Tra le considerazioni dei giudici, però, spiccano anche alcune valutazioni che fanno riferimento alla legislazione nazionale e dunque meritano di essere lette anche al di là dei confini regionali. Il decreto ministeriale 16 dicembre 2010, ricorda il Tar, «ha inteso promuovere lo svolgimento in farmacia del servizio di fisioterapia, in tal modo esprimendo una valutazione di “tendenziale compatibilità” che non può essere ragionevolmente “sovvertita” attribuendo aprioristicamente a tale attività (e struttura) natura “ambulatoriale”». Ne consegue che il regime autorizzativo presuppone soltanto l’autorizzazione comunale e non pure quella regionale, «anche nei casi in cui le dimensioni ridotte del servizio proposto portano a ricondurlo più ragionevolmente allo schema tipico dello “studio professionale”».

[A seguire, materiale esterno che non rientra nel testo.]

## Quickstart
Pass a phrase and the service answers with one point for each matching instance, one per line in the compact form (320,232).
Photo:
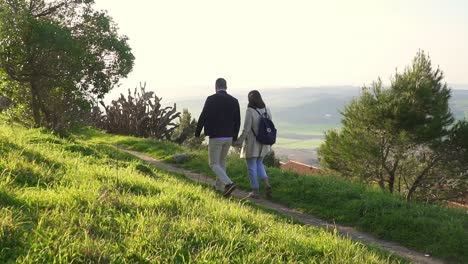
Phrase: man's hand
(237,144)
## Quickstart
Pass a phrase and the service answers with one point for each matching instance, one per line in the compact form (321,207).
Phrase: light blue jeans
(217,154)
(256,169)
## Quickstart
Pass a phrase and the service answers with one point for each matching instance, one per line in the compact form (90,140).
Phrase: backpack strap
(265,115)
(261,115)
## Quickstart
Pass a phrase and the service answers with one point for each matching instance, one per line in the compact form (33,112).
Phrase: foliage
(185,132)
(270,160)
(402,137)
(57,54)
(74,201)
(139,115)
(428,228)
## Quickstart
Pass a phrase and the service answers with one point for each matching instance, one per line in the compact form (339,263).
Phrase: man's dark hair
(255,100)
(221,83)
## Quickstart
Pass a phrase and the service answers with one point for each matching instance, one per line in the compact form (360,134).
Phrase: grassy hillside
(428,228)
(76,200)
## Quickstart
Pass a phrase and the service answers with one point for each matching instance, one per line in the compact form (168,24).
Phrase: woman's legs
(252,170)
(262,173)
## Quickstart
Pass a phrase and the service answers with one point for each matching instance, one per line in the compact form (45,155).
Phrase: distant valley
(302,115)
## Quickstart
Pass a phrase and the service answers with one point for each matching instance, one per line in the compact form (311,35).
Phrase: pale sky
(181,47)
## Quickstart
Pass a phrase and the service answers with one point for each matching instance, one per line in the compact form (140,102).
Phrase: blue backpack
(266,130)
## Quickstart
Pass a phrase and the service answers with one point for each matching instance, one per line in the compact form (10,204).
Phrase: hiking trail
(303,218)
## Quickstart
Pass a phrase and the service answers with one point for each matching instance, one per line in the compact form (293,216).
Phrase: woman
(252,150)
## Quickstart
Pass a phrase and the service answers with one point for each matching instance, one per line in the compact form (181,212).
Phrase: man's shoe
(268,192)
(228,189)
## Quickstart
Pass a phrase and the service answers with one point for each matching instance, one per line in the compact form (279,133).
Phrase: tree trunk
(420,178)
(35,104)
(391,182)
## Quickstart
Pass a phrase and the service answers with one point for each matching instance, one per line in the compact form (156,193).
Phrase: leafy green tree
(403,138)
(61,52)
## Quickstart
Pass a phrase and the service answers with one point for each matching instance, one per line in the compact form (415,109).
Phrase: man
(220,119)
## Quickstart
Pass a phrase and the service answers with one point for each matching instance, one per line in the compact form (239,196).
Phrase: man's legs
(217,153)
(252,169)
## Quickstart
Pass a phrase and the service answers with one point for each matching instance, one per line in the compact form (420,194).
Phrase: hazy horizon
(181,47)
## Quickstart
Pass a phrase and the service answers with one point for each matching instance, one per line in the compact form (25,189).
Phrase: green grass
(79,200)
(429,229)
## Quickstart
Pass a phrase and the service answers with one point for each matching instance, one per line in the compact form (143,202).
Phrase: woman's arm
(247,127)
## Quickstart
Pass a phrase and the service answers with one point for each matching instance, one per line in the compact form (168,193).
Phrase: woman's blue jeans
(256,169)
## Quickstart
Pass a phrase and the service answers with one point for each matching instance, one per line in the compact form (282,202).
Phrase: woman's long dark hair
(255,100)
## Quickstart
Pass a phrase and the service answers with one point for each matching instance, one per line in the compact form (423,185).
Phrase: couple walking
(220,119)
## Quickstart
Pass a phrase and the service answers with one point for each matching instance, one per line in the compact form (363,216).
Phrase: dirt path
(306,219)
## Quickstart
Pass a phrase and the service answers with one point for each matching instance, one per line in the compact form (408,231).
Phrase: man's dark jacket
(220,116)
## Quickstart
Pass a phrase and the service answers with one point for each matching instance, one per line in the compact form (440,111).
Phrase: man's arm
(202,119)
(236,121)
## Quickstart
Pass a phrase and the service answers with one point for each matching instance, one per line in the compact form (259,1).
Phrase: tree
(401,137)
(140,114)
(185,132)
(61,52)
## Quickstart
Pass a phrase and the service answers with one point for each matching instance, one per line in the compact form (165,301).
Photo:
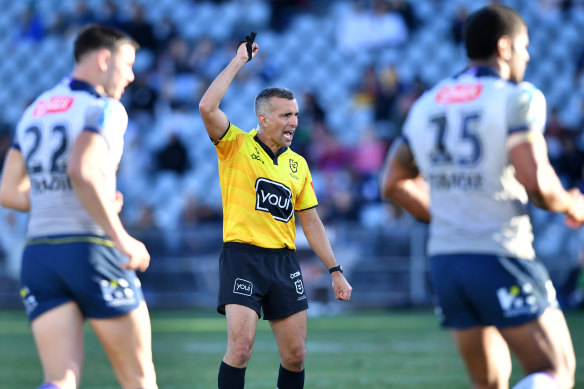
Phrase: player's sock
(290,379)
(539,380)
(230,377)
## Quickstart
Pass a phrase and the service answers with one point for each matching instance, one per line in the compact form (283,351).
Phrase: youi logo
(243,287)
(274,198)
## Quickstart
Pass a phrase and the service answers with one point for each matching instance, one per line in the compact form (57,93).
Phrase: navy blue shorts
(84,269)
(261,279)
(476,289)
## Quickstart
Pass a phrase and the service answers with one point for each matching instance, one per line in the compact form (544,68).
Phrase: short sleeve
(307,197)
(229,143)
(107,117)
(526,109)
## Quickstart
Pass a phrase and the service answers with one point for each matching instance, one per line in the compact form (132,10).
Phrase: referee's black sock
(230,377)
(290,379)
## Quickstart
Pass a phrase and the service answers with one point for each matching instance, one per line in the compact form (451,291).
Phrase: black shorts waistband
(251,247)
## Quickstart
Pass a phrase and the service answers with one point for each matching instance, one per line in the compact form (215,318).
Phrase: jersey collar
(78,85)
(268,150)
(480,71)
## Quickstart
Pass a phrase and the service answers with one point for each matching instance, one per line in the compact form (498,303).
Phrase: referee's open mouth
(289,135)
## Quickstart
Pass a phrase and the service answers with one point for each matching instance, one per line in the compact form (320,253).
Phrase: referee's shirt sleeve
(228,145)
(307,197)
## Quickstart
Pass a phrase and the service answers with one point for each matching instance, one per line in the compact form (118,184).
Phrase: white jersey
(458,134)
(45,135)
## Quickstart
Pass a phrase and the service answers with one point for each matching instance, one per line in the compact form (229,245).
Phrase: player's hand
(575,215)
(341,287)
(135,251)
(247,49)
(118,201)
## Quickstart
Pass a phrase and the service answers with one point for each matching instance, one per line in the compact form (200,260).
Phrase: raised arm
(215,120)
(402,183)
(316,236)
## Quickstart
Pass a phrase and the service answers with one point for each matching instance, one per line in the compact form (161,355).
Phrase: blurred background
(355,66)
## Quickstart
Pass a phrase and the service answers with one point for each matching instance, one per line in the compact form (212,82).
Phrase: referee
(263,183)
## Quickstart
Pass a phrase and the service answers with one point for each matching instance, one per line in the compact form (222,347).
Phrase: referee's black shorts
(261,279)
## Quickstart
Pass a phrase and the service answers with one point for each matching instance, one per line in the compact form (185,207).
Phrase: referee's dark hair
(263,98)
(484,27)
(95,36)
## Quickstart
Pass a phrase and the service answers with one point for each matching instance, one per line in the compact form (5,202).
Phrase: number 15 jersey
(45,136)
(458,134)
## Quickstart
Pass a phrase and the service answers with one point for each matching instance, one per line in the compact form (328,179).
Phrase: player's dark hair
(484,27)
(264,96)
(94,37)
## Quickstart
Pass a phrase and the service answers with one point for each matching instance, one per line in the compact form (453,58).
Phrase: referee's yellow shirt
(260,191)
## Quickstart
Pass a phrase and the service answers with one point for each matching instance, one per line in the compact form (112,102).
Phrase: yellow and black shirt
(261,191)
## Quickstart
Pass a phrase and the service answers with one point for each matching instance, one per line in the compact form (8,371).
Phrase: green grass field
(373,350)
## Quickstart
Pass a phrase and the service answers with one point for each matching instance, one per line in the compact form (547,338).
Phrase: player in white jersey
(79,262)
(471,156)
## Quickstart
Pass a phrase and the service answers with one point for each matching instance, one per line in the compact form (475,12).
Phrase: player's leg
(544,345)
(127,342)
(241,328)
(58,334)
(290,334)
(485,355)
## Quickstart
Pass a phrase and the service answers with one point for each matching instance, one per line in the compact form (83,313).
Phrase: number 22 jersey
(458,133)
(45,136)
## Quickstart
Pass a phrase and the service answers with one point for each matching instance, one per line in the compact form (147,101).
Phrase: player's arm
(15,185)
(216,122)
(84,169)
(529,155)
(318,240)
(534,171)
(402,183)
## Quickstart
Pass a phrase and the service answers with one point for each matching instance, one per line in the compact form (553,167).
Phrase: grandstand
(363,62)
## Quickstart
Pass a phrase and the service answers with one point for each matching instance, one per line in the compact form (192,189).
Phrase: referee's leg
(290,334)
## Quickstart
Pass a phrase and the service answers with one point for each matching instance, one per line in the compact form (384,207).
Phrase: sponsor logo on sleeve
(299,286)
(293,166)
(55,104)
(459,93)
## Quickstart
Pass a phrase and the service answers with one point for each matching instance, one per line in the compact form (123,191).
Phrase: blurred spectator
(164,32)
(30,27)
(141,96)
(109,14)
(555,133)
(173,156)
(458,23)
(5,142)
(140,29)
(81,16)
(579,64)
(283,11)
(370,28)
(389,89)
(406,10)
(311,115)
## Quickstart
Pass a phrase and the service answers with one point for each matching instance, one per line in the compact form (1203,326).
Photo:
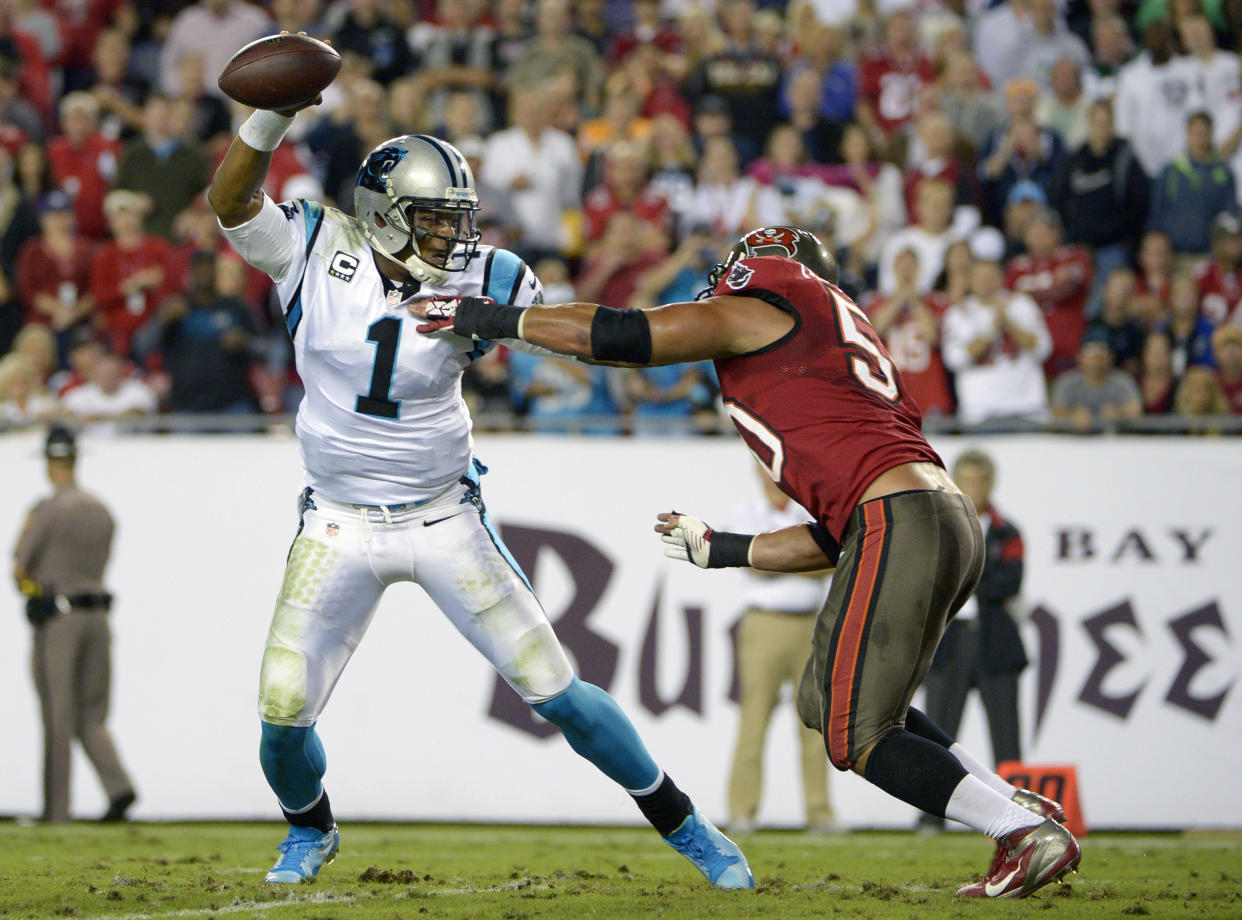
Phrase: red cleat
(1028,858)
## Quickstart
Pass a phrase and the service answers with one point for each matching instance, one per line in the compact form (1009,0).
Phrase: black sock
(318,816)
(667,807)
(918,771)
(922,725)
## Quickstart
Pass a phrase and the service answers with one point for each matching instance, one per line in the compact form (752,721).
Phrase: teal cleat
(712,853)
(302,853)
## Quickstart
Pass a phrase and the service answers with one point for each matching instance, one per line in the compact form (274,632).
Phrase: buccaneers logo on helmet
(773,236)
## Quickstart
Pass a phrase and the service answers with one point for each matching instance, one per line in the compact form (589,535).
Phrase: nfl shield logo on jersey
(739,276)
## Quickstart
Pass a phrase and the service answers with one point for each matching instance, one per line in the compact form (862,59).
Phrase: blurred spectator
(933,157)
(929,236)
(878,184)
(619,121)
(10,313)
(713,118)
(350,130)
(672,160)
(1047,42)
(1102,194)
(1227,349)
(981,648)
(132,275)
(214,29)
(995,342)
(1112,49)
(555,51)
(1063,106)
(455,57)
(559,396)
(1155,92)
(1056,277)
(208,342)
(1220,78)
(54,268)
(624,188)
(32,171)
(953,283)
(1124,333)
(22,399)
(1096,394)
(1199,399)
(971,109)
(745,75)
(1220,277)
(83,162)
(1150,303)
(1192,189)
(538,166)
(170,170)
(19,119)
(889,83)
(19,221)
(109,395)
(821,137)
(774,631)
(200,118)
(1017,150)
(1156,379)
(627,248)
(118,93)
(1189,332)
(648,27)
(908,320)
(836,81)
(508,42)
(39,345)
(999,36)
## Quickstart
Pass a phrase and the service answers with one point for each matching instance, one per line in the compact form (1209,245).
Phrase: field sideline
(481,872)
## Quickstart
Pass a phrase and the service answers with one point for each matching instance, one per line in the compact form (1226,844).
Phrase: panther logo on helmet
(783,237)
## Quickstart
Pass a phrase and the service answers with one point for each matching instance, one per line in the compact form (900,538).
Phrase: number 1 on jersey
(385,333)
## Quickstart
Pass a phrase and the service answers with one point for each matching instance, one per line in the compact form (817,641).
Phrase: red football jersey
(822,407)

È infatti evidente, continuano i giudici, «come la struttura organizzativa di cui è dotata la farmacia non può essere presa in considerazione ai fini della corretta qualificazione del servizio di fisioterapia previsto al suo interno, giacché quest’ultimo usufruisce essenzialmente della disponibilità di un locale, senza ulteriori collegamenti, sul piano tecnico-sanitario, tra le due attività».

Di conseguenza, « il servizio fisioterapeutico svolto nelle farmacie non può essere fondatamente assimilato a quello di un ambulatorio medico, sia perché è svolto da operatori socio-sanitari, infermieri e fisioterapisti, (i quali sono abilitati a fornire esclusivamente terapie manuali, massoterapiche e occupazionali, senza utilizzare apparecchiature elettromedicali o praticare tecniche invasive), sia perché tale attività non presuppone la presenza in loco di figure esterne come quella del direttore sanitario e, in generale, di personale medico».